I blow out a hard breath, closing my eyes before slowly turning around to face this mouthy prick. I can hear Chucky laughing to himself behind me now, as well as
the steps from the rest of the guys backing up a bit. I'll give it to 'em. They're smarter than they look.

"That a problem?" I ask.

Like most of these kids tend to do nowadays, this mohawked, little shit steps up to me with that inexplicable swagger only rooks seem to have, briefly (and most likely, intentionally) flashing the modded AK he's got half-concealed under his coat. He tells me his name is "Badass."

God, I hate kids.

"Look, I don't have a problem with you on a personal level, 'Jericho' — but if you're telling me that this Johnson is expecting us to follow some limey armed like some run-of-the-mill ganger, then my problem with you's gonna be strictly professional."
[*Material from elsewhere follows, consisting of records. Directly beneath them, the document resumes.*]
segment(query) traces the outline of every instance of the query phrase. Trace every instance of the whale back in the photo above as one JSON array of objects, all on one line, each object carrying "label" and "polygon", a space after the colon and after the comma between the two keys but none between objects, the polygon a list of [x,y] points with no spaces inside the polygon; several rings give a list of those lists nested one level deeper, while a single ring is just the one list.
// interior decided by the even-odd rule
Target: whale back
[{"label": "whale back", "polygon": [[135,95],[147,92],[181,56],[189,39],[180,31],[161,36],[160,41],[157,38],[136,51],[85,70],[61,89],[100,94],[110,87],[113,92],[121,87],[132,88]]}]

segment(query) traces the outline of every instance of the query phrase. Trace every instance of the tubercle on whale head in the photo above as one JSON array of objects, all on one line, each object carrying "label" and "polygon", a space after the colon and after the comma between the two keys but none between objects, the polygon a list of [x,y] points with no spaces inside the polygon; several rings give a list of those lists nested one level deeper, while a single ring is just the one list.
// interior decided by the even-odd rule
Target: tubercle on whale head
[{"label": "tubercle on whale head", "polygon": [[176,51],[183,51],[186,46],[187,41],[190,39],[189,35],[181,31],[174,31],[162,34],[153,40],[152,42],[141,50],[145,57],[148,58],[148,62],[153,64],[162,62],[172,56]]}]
"Is that so?" I ask, stepping forward. Rule number-two: don't question another runner's record.

Especially mine.

With this shit-eating grin, he tries flexing one of his cyberarms. Tries to psyche me out with a flash of one of his cybereyes. Kid even feints reaching for his gun, to which Chucky actually scoffs. The look in his eye says it all — he thinks he can take me, and from the right distance? Maybe he can. But from where I'm standing… I can hurl one knife into his chest, run up and have another in his kidney, all before sticking one last shiv into the side of his fuckin' neck — all before he can even think about laying a hand on that rifle. Now, I'm not the biggest, I'm not the baddest, and I'm certainly not the best. But after everything I've seen and everything I've done over the last ten years, I've learned how to look death itself in the face, and not blink.

But this punk? He's already blinked twice.